Other students, like Andrew Vanden Broeke however, are upset about the repeal.
“My mom has Crohn’s disease and if Obamacare is repealed, [she] may never have health insurance again,” said the junior human development and family studies major.
President Trump’s infamous plan to build a wall along the border of the United States and Mexico receives a mixed reaction from students as well.
“I strongly doubt that the wall will be an effective deterrent of immigration into our country,” said junior psychology student Mahira Ganster.
“I want the wall,” said business administration student Michael McAlpine. “And I want it as big as possible!”
Perhaps Trump’s most notable decision as of yet was the immigration ban, which caused immediate controversy, and even today, Trump and his team are fighting hard to maintain it. Student Gracie Singer agrees that it should be instated and believes that those who oppose it should reconsider their viewpoint.
“Obama did something similar,” said the sophomore apparel and design major. “And he came up with the list of seven countries.”
On the other hand, Helen Abbey felt that the decision was foolish.
“At this point, I would trade one Donald Trump for 10,000 refugees,” said the sophomore social work major. “This country was built off of immigrants.”

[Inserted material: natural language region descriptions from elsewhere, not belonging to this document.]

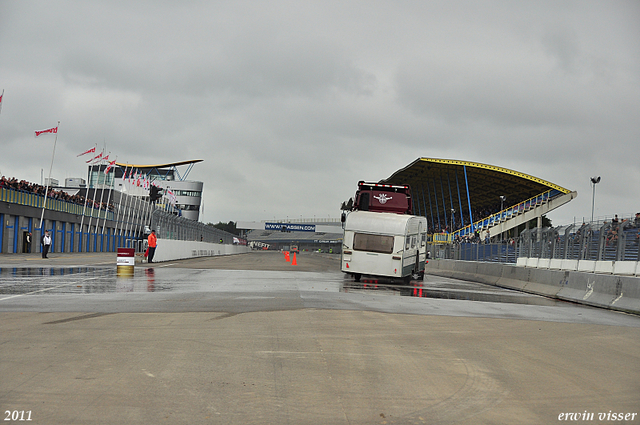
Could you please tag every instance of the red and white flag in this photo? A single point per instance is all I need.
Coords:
(53, 130)
(95, 158)
(92, 150)
(106, 170)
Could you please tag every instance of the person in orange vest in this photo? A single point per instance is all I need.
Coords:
(153, 242)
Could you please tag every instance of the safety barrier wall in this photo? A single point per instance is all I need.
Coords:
(609, 291)
(623, 268)
(171, 249)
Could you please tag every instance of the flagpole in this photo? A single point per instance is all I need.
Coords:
(121, 202)
(84, 208)
(102, 195)
(109, 197)
(46, 189)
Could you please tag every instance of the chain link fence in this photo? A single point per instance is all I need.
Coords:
(615, 240)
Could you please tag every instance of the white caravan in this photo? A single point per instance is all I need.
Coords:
(384, 244)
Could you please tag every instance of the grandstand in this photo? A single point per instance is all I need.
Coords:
(462, 200)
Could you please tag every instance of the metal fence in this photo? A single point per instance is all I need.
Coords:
(597, 241)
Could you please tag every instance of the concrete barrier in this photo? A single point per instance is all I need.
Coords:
(601, 290)
(627, 268)
(604, 267)
(169, 249)
(591, 289)
(532, 262)
(629, 298)
(586, 266)
(543, 263)
(514, 277)
(545, 282)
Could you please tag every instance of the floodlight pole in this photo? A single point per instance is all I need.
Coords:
(594, 182)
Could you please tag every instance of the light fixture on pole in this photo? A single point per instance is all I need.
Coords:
(502, 199)
(594, 182)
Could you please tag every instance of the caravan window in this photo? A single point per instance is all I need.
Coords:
(373, 243)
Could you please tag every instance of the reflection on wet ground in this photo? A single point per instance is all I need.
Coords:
(95, 280)
(451, 291)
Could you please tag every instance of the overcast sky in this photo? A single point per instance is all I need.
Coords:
(291, 103)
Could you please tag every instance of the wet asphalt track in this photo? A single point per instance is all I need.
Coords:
(253, 339)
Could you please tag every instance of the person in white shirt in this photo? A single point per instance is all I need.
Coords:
(46, 244)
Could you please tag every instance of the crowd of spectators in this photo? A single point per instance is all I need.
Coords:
(453, 222)
(28, 187)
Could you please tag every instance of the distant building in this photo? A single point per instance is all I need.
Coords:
(188, 194)
(75, 182)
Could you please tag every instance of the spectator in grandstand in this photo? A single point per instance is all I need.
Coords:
(615, 221)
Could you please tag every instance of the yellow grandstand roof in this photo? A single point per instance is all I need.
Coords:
(169, 164)
(443, 182)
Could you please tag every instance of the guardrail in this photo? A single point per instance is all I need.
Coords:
(607, 242)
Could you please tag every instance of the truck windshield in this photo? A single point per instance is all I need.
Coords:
(373, 243)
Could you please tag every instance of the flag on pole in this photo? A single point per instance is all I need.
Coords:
(92, 150)
(53, 130)
(95, 158)
(106, 170)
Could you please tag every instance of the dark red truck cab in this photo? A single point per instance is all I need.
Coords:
(378, 197)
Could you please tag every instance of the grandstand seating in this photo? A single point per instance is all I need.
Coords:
(516, 214)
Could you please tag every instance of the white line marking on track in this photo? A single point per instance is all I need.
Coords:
(49, 289)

Of course, Trump’s cabinet picks have stirred up some controversy as well. Students like McAlpine believe that they are all “solid picks.”
“Trump and his board are crippling this country,” said senior biology major Karen Serrano, adding that she “can’t even begin to imagine the turmoil that will unfold for the next four years of his presidency.”
While it may seem off-putting that President Trump has divided the student body of CSU so vastly, there is an upside: some campuses across the nation do not exhibit the political activism that we do here. Students having the will and ability to disagree is a symbol of our freedom, and despite much debate in recent weeks, it is essentially what makes us American.